Search code examples
mysqlmariadbinnodb

Consistent InnoDB dumps with mysqldump


The MySQL documentation recommends that when dumping an InnoDB with mysqldump to use --single-transaction to get a transactionally consistent snapshot of the database with minimal blocking of other transactions. Unfortunately, this only works if you can somehow prevent any other connection from executing a schema change during the dump:

https://dev.mysql.com/doc/refman/8.0/en/mysqldump.html

While a --single-transaction dump is in process, to ensure a valid dump file (correct table contents and binary log coordinates), no other connection should use the following statements: ALTER TABLE, CREATE TABLE, DROP TABLE, RENAME TABLE, TRUNCATE TABLE. A consistent read is not isolated from those statements, so use of them on a table to be dumped can cause the SELECT that is performed by mysqldump to retrieve the table contents to obtain incorrect contents or fail.

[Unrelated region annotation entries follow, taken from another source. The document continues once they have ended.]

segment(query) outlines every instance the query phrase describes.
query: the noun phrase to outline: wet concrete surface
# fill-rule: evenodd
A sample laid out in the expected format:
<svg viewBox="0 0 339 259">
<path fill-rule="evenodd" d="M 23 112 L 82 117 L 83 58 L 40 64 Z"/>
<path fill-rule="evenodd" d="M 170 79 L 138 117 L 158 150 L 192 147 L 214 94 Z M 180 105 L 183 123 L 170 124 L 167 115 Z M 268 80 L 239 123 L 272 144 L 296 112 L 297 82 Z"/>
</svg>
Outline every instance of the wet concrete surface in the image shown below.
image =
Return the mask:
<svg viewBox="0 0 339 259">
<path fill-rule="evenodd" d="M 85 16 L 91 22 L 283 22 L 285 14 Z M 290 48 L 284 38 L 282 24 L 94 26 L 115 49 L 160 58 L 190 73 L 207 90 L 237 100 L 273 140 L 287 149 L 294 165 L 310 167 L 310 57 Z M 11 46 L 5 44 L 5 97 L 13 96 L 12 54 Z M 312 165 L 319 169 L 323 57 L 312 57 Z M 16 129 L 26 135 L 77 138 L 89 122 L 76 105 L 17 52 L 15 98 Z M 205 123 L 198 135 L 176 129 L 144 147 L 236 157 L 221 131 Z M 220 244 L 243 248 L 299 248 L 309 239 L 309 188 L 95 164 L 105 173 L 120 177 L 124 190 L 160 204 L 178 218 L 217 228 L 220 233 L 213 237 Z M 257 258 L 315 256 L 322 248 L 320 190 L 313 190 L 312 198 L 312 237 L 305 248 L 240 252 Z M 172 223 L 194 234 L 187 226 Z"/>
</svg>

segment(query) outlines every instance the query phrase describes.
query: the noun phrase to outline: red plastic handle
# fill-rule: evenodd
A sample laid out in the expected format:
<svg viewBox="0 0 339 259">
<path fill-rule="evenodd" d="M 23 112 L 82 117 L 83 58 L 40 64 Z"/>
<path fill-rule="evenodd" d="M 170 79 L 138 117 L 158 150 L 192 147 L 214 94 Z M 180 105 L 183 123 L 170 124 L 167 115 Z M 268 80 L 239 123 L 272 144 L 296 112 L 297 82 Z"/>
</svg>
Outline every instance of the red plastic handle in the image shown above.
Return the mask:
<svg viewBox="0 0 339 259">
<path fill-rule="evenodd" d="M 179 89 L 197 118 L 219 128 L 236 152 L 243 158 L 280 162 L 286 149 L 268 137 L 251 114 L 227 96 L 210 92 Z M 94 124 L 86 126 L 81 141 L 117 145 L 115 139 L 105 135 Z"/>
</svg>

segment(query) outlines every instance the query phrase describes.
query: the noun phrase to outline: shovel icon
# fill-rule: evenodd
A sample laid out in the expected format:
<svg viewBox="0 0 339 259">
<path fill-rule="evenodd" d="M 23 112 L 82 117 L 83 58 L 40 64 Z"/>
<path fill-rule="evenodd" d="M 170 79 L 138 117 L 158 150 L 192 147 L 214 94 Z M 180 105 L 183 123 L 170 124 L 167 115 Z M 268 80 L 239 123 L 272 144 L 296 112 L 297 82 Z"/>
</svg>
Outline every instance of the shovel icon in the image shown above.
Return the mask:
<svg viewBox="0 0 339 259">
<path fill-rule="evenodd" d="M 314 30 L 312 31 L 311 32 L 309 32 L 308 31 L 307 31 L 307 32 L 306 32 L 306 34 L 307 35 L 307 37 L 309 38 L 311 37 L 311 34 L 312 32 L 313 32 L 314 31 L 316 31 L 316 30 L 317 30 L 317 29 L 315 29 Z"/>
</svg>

What is a good way of ensuring that no schema changes happen during a dump? My use case is that I periodically (cronjob) back up my database every hour using the mysqldump utility.

I thought that maybe using mysqldump's default of --lock-tables instead would give me transactional consistency, but:

The --single-transaction option and the --lock-tables option are mutually exclusive because LOCK TABLES causes any pending transactions to be committed implicitly.

Is that saying that if someone runs a mysqldump --lock-tables against an InnoDB that it can actually cause an ongoing transaction in another session to no longer be transactional? I hope not -- that seems insane. Elsewhere:

https://dev.mysql.com/doc/refman/8.0/en/lock-tables.html#lock-tables-and-transactions

LOCK TABLES and UNLOCK TABLES interact with the use of transactions as follows:

LOCK TABLES is not transaction-safe and implicitly commits any active transaction before attempting to lock the tables.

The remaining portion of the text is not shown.